| name | enforce-redaction-gate |
| description | Statically enforce a privacy/redaction boundary on an artifact tree before publication, the way an AST checker enforces a code contract. Builds a two-tier gate — a shape-based deny-list (regex over identifier shapes) plus a structure-aware tier that parses JSON/HTML/SVG/Markdown/code and asserts sensitive content cannot appear in meaningful positions — with a strict exit-code contract, label-only output that never echoes the patterns themselves, and false-positive narrowing instead of suppressions. Use when gating a public mirror, a disclosure draft, a wire-capture export, or any artifact that must pass a leak check before it ships, and when a plain line-grep is too coarse to trust.
|
| license | MIT |
| allowed-tools | Read Write Bash Grep |
| metadata | {"author":"Philipp Thoss","version":"1.0","domain":"investigation","complexity":"intermediate","language":"multi","tags":"redaction, ci-gate, deny-list, static-analysis, privacy-boundary, leak-detection"} |
Enforce Redaction Gate
A redaction gate is the privacy-boundary analogue of an AST checker: it parses what is about to ship and refuses to let a deny-listed shape through, returning a machine-checkable verdict rather than a human opinion. This skill builds that gate as a single executable that any transform skill or CI job can call to verify its output. Two tiers cooperate — a fast shape-based deny-list and a slower structure-aware pass — so the gate catches both literal token leaks and the structural leaks a line-grep misses.
When to Use
- Gating a public mirror or disclosure draft before publish (the blocking check, not a warning)

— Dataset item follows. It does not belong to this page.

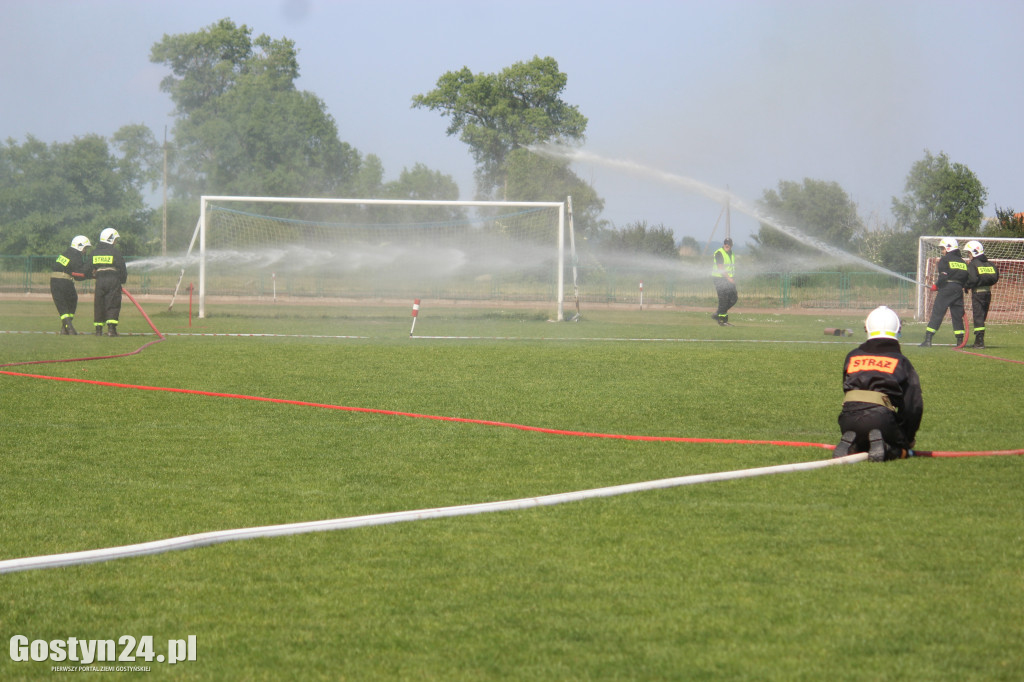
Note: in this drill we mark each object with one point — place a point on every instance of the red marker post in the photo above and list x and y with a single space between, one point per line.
416 313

- Verifying the output of a redaction transform (
redact-visualization-for-disclosure, redact-wire-capture) actually cleared every pattern
- Adding a CI step that fails the build when a sensitive identifier shape appears
- Replacing an ad-hoc
grep -r secret with a maintained, exit-code-contracted, structure-aware checker
- Auditing an already-published tree after a near-miss to confirm nothing slipped through
Inputs
- Required: A target tree or file set to scan (the artifact about to ship)
- Required: A deny-list of sensitive identifier shapes (regexes), kept in the private source repo — never published
- Optional: A structure map — which file types carry structured content (JSON keys, HTML attributes, SVG text nodes, code identifiers) and which positions are sensitive
- Optional: A CI context (the gate runs the same locally and in CI)
Procedure
Step 1: Inventory the Sensitive Shapes, Not the Strings
List what must never appear, as shapes that survive version churn — not as the exact literals of today. A shape outlives the specific value; a literal list rots at the next rename.

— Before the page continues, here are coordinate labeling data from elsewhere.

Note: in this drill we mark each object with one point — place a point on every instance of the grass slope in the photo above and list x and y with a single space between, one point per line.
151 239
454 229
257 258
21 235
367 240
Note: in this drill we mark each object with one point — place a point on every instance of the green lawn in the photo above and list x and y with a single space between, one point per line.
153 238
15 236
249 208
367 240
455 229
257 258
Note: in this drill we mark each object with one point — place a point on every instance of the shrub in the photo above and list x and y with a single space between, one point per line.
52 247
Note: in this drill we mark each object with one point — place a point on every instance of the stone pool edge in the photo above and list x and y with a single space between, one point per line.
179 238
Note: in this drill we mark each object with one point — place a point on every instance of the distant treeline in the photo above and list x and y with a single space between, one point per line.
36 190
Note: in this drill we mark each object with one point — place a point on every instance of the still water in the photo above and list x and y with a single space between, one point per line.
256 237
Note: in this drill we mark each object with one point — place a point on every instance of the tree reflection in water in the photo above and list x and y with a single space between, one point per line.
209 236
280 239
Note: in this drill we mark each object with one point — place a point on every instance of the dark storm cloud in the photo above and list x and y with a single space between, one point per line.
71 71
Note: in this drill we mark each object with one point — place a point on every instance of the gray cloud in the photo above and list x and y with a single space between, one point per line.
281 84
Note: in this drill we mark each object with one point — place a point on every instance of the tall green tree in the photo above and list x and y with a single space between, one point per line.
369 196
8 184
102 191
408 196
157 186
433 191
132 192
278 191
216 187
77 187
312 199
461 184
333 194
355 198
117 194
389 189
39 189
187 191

| Shape class | What it matches (synthetic example) | Why a shape |
|---|
| vendor flag namespace | acme_[a-z0-9_]+ | flag names rotate; the prefix persists |
| minified identifier | \bA[a-z]?[0-9]?\b, q3\(\) | bundle identifiers churn per release |
| credential token | sk-[a-z]+-[a-z0-9]+-[A-Za-z0-9_-]{20,} | the prefix marks the class, the suffix is the secret |
| internal endpoint | /v1/internal/[a-z/]+ | path segments are stable, the leaf is the leak |
| PRNG/salt constant | 0x[0-9A-F]{8}, a known seed integer | constants are exact and identifying |
Each row becomes one deny-list entry: a human-readable label plus a regex. One entry per shape, never one per literal.

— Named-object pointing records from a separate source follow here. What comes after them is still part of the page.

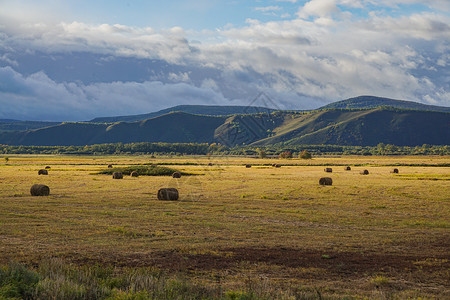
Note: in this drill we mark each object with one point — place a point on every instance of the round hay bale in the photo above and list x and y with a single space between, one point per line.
117 175
326 181
42 172
168 194
39 190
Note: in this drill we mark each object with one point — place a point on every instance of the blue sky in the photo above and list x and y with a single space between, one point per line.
78 59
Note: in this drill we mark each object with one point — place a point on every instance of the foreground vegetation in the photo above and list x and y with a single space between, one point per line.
236 233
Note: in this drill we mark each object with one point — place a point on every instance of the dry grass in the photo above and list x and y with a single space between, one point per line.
365 235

Expected: A table of shape classes, each with a label and a regex, covering every category from a prior fact inventory (see redact-for-public-disclosure Step 1).
On failure: If a shape resists a clean regex (entangled with legitimate content), defer it to the structure-aware tier (Step 3) rather than writing a broad regex that floods false positives.
Step 2: Build the Shape-Tier Scanner (exit code = leak count)
Maintain the patterns in one executable that lives in the private repo and runs against the target. The output names only the label — never the regex — so the gate's own logs do not become a finding catalog.
#!/usr/bin/env bash
set -uo pipefail
TARGET="${1:?target path required}"
SEARCH=$(command -v rg >/dev/null && echo rg || echo grep)
LEAKS=0
PATTERNS=(
"vendor flag namespace|acme_[a-z0-9_]+"
"minified call shape|\\b[A-Za-z][A-Za-z0-9]?\\(\\)"
"credential token|sk-[a-z]+-[a-z0-9]+-[A-Za-z0-9_-]{20,}"
"internal endpoint|/v1/internal/[a-z/]+"
)
for entry in "${PATTERNS[@]}"; do
label="${entry%%|*}"; pat="${entry##*|}"
if [ "$SEARCH" = rg ]; then
hit=$(rg -l "$pat" --glob '!.git' --glob '!node_modules' "$TARGET" 2>/dev/null | head -1)
else
hit=$(grep -rlE "$pat" --exclude-dir=.git --exclude-dir=node_modules "$TARGET" 2>/dev/null | head -1)
fi
if [ -n "$hit" ]; then echo " LEAK: $label"; LEAKS=$((LEAKS+1)); fi
done
exit "$LEAKS"
The exit code equals the number of leaking shapes; a clean run exits 0. That contract is what makes it composable — a transform skill ends with gate "$OUT" || exit 1, and CI fails on non-zero.
Expected: Running the scanner on a known-clean tree exits 0; seeding a deliberate test token makes it exit non-zero and print the matching label only.
On failure: If rg is unavailable, the grep -rE fallback above runs (slower). If a pattern floods every run, it is too broad — narrow it in Step 5, do not suppress.
Step 3: Add the Structure-Aware Tier (the AST-checker move)
A line-grep cannot tell a sensitive value in a meaningful position from a coincidental substring in prose. The structure tier parses the artifact and asserts on positions, the way an AST checker asserts on nodes rather than on text.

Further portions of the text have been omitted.